User:Bohye Woo/Prototyping 03

From XPUB & Lens-Based wiki

PROTOTYPING EXPERIMENTS

TESSERACT — OCR/HOCR

<script type="text/javascript">

    //store all class 'ocr_line' in 'lines'
    var lines = document.querySelectorAll(".ocr_line");    

    //loop through each element in 'lines'
    for (var i = 0; i < lines.length; i++){ 

      var line = lines[i];
      console.log(line.title) 

      //split the content of 'title' every space and store the list in 'parts'
      var parts = line.title.split(" ");
      console.log(parts);

      // width and height starts from the side 
      var left = parseInt(parts[1], 10);
      var top = parseInt(parts[2], 10);
      var width = (parseInt(parts[3], 10) - left);
      var height = (parseInt(parts[4], 10) - top);

      // create a style element with the content selected from the list 'parts'
      line.style = "position: absolute; left: " + parts[1] + "px; top: " + parts[2] + "px; width: " + width + "px; height: " + height + "px; border: 5px solid lightblue";

      var words = line.querySelectorAll(".ocrx_word");

      for (var e = 0; e < words.length; e++){ 

        var span = words[e];
        console.log(span.title) 

        var parts = span.title.split(" ");
        console.log(parts);

        var wleft = parseInt(parts[1], 10);
        var wtop = parseInt(parts[2], 10);
        var wwidth = (parseInt(parts[3], 10) - wleft);
        var wheight = (parseInt(parts[4], 10) - wtop);

        span.style = "position: absolute; left: " + (wleft - left) + "px; top: " + (wtop - top) + "px; width: " + wwidth  + "px; height: " + wheight + "px; border: 2px solid purple";
      } 
    }


DIGITAL WATERMAKING

According to the Digital Watermarking Alliance: http://digitalwatermarkingalliance.org/about/quick-facts/

   Digital watermarking is the process by which identifying data is woven into media content such as images, printed materials, movies, music or TV programming, giving those objects a unique, digital identity that can be used for a variety of valuable applications.
   ...
   Digital watermarking can enable content identification, forensic tracking and copyright communication on a broad scale and can provide a range of solutions for identifying, securing, managing and tracking digital images, audio, video, and printed materials.

* Verso Books

Notes

  • we found our names and emails on cover of the books, and our names on each of the file. (e.g. 02_Copyrightbohye5416yournamegmailcom.xhtml: This eBook is licensed to your-name, id@gmail.com on 05/13/2019)
  • we need to target these texts and remove them (how?)
  • they were appended to file while we download the item. BooXtream video explained how it works:

industry standard epub file + customer data BooXtream API download link to BooXtream watermarked file multiple invisible watermarks encoded with personal information data (kindle files) Exlibris

Watermarks

[WM0] -- Ex Libris Image Watermark

Ex Libris Image Watermark is a small personalised bookplate. (visible)
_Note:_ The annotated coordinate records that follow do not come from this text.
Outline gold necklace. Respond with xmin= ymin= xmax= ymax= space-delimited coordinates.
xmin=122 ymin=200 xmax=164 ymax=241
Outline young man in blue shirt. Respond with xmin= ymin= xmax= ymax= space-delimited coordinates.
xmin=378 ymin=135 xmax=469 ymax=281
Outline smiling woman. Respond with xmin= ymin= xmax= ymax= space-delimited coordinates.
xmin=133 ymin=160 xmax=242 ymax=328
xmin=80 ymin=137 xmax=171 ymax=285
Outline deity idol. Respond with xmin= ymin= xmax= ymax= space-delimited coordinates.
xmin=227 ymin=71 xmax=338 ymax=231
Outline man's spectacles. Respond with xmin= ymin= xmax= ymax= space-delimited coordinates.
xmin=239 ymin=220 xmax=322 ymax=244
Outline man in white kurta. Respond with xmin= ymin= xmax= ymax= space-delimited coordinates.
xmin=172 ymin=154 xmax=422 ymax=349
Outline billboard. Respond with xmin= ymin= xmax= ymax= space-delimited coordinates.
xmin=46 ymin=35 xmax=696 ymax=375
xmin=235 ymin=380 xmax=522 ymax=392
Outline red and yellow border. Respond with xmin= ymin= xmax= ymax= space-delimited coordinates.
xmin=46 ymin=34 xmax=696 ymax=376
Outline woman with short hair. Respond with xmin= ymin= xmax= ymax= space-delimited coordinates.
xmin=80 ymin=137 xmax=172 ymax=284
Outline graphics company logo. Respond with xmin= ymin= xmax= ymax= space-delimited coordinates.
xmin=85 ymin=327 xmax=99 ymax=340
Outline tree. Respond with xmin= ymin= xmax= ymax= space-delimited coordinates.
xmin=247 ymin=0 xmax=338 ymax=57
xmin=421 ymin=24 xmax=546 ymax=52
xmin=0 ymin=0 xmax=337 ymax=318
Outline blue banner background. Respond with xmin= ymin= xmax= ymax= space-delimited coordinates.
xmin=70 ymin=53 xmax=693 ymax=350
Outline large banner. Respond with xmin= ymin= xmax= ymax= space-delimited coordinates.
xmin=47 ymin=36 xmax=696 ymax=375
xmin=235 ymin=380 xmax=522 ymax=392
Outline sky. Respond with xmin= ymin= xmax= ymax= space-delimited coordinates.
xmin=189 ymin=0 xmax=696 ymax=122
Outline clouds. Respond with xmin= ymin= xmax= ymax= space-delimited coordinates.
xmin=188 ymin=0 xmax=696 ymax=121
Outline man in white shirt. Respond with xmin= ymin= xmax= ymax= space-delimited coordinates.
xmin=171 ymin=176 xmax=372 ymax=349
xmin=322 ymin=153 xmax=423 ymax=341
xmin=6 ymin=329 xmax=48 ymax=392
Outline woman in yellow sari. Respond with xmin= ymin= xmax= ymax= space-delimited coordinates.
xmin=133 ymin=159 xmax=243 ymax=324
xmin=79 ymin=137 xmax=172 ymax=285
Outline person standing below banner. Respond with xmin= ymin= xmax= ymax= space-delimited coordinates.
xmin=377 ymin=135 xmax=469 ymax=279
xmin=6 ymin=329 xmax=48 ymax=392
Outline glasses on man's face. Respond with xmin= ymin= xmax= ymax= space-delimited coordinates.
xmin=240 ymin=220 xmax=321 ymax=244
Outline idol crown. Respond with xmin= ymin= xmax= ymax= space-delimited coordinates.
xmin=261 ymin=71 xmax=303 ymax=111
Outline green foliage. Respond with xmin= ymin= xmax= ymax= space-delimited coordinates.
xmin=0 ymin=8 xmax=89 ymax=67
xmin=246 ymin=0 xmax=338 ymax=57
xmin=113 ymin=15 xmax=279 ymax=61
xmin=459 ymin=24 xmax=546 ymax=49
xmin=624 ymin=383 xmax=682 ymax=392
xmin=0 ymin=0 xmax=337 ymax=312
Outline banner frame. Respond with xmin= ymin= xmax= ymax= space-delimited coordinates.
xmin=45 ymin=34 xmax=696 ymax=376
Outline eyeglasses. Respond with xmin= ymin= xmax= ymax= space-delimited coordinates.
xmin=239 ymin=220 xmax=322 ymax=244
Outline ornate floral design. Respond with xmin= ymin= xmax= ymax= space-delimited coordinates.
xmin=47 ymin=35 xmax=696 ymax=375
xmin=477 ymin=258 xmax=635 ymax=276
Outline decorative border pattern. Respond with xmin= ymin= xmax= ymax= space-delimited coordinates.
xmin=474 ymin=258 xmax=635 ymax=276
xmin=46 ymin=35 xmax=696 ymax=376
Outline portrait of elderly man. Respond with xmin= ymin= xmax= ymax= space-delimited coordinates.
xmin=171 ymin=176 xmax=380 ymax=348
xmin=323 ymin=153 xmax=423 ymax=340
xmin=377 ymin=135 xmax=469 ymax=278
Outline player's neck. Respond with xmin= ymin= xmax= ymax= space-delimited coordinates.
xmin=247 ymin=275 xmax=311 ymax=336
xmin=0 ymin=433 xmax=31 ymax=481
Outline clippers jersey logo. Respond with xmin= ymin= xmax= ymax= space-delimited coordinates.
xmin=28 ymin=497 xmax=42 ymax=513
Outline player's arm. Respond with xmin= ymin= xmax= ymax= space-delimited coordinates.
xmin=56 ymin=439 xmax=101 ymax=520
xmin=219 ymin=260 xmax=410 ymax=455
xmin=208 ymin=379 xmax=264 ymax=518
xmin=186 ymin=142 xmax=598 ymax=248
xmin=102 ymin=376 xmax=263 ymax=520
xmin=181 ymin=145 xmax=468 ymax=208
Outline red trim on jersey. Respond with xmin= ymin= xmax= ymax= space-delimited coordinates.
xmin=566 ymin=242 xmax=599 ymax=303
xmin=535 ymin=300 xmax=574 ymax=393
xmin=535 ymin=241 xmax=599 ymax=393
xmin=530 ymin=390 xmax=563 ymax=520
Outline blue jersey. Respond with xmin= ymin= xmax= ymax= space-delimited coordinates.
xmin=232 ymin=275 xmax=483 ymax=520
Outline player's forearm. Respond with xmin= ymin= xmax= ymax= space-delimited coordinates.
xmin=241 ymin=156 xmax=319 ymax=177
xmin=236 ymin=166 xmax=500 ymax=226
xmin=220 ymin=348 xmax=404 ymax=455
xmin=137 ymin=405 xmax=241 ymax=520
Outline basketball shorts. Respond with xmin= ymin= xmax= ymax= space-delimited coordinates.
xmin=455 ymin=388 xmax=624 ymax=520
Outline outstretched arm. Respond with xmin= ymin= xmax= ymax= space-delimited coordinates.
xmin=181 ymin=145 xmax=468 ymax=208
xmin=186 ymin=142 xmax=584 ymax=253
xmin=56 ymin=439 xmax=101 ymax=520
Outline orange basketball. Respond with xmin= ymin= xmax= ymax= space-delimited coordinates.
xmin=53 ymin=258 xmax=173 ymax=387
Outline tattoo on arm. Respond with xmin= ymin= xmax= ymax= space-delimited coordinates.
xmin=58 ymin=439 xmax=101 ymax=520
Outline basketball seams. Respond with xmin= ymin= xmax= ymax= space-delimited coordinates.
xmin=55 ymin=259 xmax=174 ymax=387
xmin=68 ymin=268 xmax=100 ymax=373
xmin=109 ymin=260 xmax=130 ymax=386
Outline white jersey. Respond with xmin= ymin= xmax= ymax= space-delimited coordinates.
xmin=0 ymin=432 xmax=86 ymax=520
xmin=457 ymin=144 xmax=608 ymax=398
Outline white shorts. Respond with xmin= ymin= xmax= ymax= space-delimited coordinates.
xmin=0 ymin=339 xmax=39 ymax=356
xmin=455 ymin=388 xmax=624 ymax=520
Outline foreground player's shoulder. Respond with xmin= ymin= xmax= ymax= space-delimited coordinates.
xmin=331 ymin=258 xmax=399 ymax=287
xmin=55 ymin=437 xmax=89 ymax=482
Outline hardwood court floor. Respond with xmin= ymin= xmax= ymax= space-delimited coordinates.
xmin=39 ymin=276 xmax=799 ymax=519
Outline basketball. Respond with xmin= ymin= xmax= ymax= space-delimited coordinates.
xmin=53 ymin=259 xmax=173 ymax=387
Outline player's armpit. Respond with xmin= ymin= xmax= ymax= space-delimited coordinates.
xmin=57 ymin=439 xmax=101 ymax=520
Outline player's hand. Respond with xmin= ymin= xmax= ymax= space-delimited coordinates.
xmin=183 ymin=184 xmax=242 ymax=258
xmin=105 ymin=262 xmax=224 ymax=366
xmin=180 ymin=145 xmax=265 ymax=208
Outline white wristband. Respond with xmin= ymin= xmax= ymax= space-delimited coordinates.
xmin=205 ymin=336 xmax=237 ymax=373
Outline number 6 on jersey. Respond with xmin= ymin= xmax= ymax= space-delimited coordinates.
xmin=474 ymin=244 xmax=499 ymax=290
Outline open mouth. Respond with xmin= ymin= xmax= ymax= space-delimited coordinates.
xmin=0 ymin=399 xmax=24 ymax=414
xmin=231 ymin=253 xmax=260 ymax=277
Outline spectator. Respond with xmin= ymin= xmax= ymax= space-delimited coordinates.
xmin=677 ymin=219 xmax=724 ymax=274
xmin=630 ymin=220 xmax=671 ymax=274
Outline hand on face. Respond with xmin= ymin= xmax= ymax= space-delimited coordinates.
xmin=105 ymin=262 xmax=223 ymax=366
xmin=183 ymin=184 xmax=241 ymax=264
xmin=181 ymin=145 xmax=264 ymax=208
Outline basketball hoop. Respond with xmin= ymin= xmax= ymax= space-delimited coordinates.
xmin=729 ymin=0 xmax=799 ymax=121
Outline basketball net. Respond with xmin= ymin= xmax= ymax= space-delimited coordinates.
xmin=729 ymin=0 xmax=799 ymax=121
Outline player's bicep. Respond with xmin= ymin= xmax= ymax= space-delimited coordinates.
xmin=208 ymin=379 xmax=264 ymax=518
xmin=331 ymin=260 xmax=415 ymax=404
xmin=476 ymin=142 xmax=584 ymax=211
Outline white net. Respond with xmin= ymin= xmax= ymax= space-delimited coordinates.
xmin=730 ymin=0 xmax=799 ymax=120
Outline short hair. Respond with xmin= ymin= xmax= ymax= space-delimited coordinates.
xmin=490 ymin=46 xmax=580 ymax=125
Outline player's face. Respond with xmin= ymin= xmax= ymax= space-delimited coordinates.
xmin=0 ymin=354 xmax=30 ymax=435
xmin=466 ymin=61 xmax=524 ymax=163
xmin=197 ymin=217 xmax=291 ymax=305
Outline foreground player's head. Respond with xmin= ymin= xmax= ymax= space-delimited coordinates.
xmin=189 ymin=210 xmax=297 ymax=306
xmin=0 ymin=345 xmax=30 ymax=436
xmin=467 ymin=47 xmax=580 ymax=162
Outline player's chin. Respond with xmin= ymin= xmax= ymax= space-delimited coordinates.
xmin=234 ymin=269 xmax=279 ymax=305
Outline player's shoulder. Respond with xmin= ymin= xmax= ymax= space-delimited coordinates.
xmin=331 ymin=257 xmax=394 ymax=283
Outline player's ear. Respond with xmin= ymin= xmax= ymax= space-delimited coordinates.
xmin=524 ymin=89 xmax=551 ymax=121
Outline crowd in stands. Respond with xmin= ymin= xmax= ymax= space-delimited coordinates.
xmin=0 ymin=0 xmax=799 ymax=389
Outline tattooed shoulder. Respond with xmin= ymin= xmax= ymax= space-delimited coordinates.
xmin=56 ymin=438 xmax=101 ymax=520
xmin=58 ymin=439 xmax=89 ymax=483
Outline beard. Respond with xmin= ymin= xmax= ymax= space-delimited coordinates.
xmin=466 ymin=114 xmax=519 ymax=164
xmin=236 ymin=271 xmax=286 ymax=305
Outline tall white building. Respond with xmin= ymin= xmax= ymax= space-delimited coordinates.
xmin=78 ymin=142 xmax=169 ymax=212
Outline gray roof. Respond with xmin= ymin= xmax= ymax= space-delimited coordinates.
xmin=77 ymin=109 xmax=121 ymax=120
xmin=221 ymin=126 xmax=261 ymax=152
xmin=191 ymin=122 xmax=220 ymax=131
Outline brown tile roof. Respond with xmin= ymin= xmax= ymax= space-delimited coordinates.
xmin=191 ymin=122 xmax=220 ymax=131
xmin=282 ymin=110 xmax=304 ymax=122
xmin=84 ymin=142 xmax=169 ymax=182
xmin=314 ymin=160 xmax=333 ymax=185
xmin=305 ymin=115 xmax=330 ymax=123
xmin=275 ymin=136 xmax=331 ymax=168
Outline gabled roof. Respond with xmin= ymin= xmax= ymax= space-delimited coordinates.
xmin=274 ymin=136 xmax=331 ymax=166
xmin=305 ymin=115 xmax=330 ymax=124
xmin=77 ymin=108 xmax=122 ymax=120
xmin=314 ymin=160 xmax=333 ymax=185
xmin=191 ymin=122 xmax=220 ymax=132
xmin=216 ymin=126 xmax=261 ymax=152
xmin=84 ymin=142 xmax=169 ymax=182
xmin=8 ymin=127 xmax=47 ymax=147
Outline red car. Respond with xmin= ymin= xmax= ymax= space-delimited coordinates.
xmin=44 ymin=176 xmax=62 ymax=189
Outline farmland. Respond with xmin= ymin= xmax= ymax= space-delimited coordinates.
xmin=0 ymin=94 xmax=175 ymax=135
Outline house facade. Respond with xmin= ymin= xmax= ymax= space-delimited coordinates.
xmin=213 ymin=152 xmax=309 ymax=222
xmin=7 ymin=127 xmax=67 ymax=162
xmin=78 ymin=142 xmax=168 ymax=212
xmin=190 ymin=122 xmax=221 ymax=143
[WM1] -- Disclaimer Page Watermark: (visible)

(e.g. This ebook was sold to bohye woo, bohyeklaire@gmail.com on 13/05/2019. Verso ebooks are free of Digital Rights Management (DRM-free) but are subject to the terms of this license. You own this file once you’ve downloaded it, and you can use it on any of your devices. It has visible and invisible watermarks, applied by Booxtream, which contain your name and email address. You are prohibited from uploading Verso ebooks to any website or file-sharing network, or in any other way making them available for distribution, sharing, copying, downloading, or reselling. Royalties from every sale will be paid to the author: if you’re reading someone else’s copy, then please buy your own license from Verso Books.)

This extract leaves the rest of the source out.